Two developments identified in WLF’s helpful Timeline—the proliferation of new criminal laws affecting businesses, and the evolution of federal sentencing law over time—would be topics of significant interest if either had unfolded without the other. The combination of the two, however, has posed a serious threat to the civil liberties of the American business community. Not only have vastly greater categories of conduct become eligible for criminal prosecution, the stakes in such prosecutions—for businesses, their owners, and their leadership—have increased substantially. As a result, conduct that had long been either lawful or merely the basis for a civil or administrative proceeding can now trigger a criminal investigation and prosecution ending with very substantial fines and lengthy prison terms.
There are many explanations for these parallel developments in the law, but the Timeline shows that perhaps the most important factor in the proliferation of new criminal laws is Congress’s decision to give administrative agencies the power to draft regulations that can form the basis for criminal prosecutions. No longer is it enough for businesses to consult the U.S. Code to determine which conduct violates criminal law; they must now wade through the even more dense Code of Federal Regulations to see whether an agency has adopted rules that allow for criminal prosecution if the agency’s requirements are not obeyed. This is particularly worrisome because it pushes the important job of drafting criminal law from our elected representatives to administrative bodies that are far from directly accountable to the people. Moreover, instead of the usual process, in which legislation creating new crimes must pass both houses of Congress and be signed by the President, it now takes only the “vote” of an administrative agency within the Executive Branch to achieve the same result. And with so many agencies separately exercising this power, the number of criminal prohibitions has mushroomed.
WLF Timeline chart
Our elected representatives share responsibility for this situation in a more direct manner too. Congress often responds reflexively to publicity about potentially blameworthy conduct (think of Enron or the 2008 financial crisis) by creating new federal crimes before carefully considering whether existing laws already made the conduct illegal. (It does little good to expand the scope of conduct subject to prosecution if proper enforcement of existing laws would get at the root of a problem.) As shown elsewhere in the Timeline, this type of congressional reaction has also included a watering down of mens rea requirements, making it easier for prosecutors to turn good-faith disagreements about the lawfulness of certain conduct into fodder for criminal prosecutions.
Similar explanations can be found for the significant upward trend in federal criminal penalties. When Congress criminalizes new conduct, it also tends to “supersize” the penalties—for new and old offenses alike. In response to the infamous savings-and-loan crisis of the 1980s, for example, Congress increased the prison term for many fraud-based bank offenses to 30 years—six times higher than the maximums then in place for mail fraud and wire fraud. And after Enron and WorldCom, Congress passed Sarbanes-Oxley, which included higher statutory penalties for fraud and a directive encouraging the United States Sentencing Commission to beef up the sentencing guidelines ranges for those offenses. In neither instance was there good reason to believe that the problem was an inability to impose harsh enough sentences. In point of fact, a wealth of research data shows that certainty of punishment—not severity—is the key to deterrence, especially in white-collar cases. The decision to increase penalties in Sarbanes-Oxley was particularly unjustified because the Sentencing Commission had just approved higher sentencing ranges for economic crimes that were due to take effect later that year.

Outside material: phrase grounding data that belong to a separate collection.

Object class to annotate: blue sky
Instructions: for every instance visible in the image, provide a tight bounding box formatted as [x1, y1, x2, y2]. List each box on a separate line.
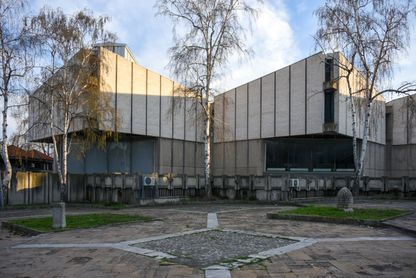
[5, 0, 415, 135]
[29, 0, 415, 92]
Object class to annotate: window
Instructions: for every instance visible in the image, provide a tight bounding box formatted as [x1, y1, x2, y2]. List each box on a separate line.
[324, 90, 334, 123]
[266, 138, 354, 172]
[325, 58, 333, 82]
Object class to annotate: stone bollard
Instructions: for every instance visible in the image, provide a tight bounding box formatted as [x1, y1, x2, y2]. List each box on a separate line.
[337, 187, 354, 212]
[52, 202, 66, 229]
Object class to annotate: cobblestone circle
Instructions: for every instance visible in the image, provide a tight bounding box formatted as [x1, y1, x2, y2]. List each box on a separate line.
[133, 229, 295, 268]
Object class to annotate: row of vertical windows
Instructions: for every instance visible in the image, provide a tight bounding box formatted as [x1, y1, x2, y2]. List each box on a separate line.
[266, 138, 354, 172]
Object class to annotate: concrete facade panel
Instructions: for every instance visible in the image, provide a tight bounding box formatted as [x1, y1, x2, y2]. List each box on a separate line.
[146, 71, 160, 136]
[388, 144, 416, 176]
[390, 97, 410, 145]
[116, 58, 132, 133]
[223, 142, 235, 175]
[160, 76, 173, 138]
[306, 53, 324, 134]
[108, 141, 130, 173]
[236, 141, 248, 175]
[158, 138, 172, 174]
[84, 145, 107, 174]
[248, 140, 263, 175]
[214, 94, 224, 142]
[248, 79, 261, 139]
[196, 104, 205, 142]
[184, 141, 196, 175]
[261, 73, 275, 138]
[275, 67, 290, 137]
[100, 50, 117, 131]
[185, 98, 197, 141]
[290, 60, 306, 135]
[236, 85, 248, 140]
[195, 143, 204, 175]
[212, 143, 224, 175]
[172, 140, 184, 174]
[224, 91, 236, 141]
[173, 96, 185, 140]
[131, 139, 155, 174]
[131, 63, 147, 135]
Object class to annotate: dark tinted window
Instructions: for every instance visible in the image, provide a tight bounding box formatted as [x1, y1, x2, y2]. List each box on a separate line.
[266, 138, 354, 172]
[324, 91, 334, 123]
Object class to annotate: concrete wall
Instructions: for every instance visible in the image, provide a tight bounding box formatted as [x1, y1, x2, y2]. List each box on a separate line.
[387, 96, 416, 145]
[68, 138, 156, 174]
[101, 48, 204, 142]
[29, 47, 204, 143]
[362, 141, 385, 177]
[5, 170, 416, 205]
[385, 96, 416, 176]
[212, 139, 264, 176]
[7, 171, 84, 205]
[214, 53, 326, 143]
[157, 138, 204, 176]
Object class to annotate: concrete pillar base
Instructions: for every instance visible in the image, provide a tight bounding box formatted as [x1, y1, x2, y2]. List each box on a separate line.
[52, 202, 66, 229]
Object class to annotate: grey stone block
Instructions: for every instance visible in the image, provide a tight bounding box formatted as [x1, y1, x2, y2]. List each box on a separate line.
[52, 202, 66, 229]
[337, 187, 353, 212]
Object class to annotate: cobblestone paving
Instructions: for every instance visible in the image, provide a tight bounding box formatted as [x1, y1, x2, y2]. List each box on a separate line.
[0, 201, 415, 277]
[133, 230, 295, 268]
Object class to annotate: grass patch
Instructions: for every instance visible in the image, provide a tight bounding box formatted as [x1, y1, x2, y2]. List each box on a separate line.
[9, 213, 155, 233]
[278, 206, 409, 221]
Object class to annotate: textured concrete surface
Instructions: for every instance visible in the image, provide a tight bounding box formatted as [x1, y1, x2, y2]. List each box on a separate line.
[1, 201, 415, 277]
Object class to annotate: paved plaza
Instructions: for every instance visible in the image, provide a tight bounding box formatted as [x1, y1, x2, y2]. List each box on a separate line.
[0, 200, 415, 277]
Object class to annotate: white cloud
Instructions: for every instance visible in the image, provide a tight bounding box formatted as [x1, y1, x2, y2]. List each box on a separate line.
[215, 0, 300, 92]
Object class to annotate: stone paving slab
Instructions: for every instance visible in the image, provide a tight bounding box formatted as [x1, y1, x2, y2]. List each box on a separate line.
[384, 213, 416, 235]
[6, 208, 206, 245]
[0, 202, 415, 277]
[243, 239, 416, 277]
[218, 208, 406, 238]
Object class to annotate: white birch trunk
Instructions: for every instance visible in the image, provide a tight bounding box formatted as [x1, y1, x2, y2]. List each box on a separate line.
[358, 101, 372, 176]
[61, 132, 68, 202]
[204, 101, 212, 198]
[1, 93, 12, 207]
[349, 95, 360, 193]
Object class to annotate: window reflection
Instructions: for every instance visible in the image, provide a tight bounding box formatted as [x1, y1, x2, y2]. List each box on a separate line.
[266, 137, 354, 172]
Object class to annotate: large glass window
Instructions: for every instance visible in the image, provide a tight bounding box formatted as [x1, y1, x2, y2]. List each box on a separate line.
[266, 138, 354, 172]
[324, 90, 334, 123]
[325, 58, 333, 82]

For many companies, the threat of a criminal conviction carries so many negative collateral consequences (indictment alone doomed Arthur Andersen) that the only safe option is to pursue a non-prosecution or deferred-prosecution agreement with the government. That development, also chronicled on the WLF Timeline, makes for superb irony. One of the central purposes of the Sentencing Reform Act, which created the Sentencing Commission, was to improve consistent treatment of violators through transparent and principles-based sentencing, with appellate review available to police even-handed application of the law. But as more and more business conduct is criminalized, companies find themselves negotiating settlements with the Department of Justice outside of the usual criminal-justice process in order to avoid a criminal record. Companies therefore find themselves paying huge penalties, not much different from the fines a judge might impose following a guilty plea or trial. The critical difference is that these dispositions occur with little or no court involvement, meaning less oversight for consistency and transparency.
This application of the law of unintended consequences is not a crime (at least not yet), but it certainly is one of the many unfortunate byproducts for our commercial sector of having too many criminal laws with ever-increasing penalties.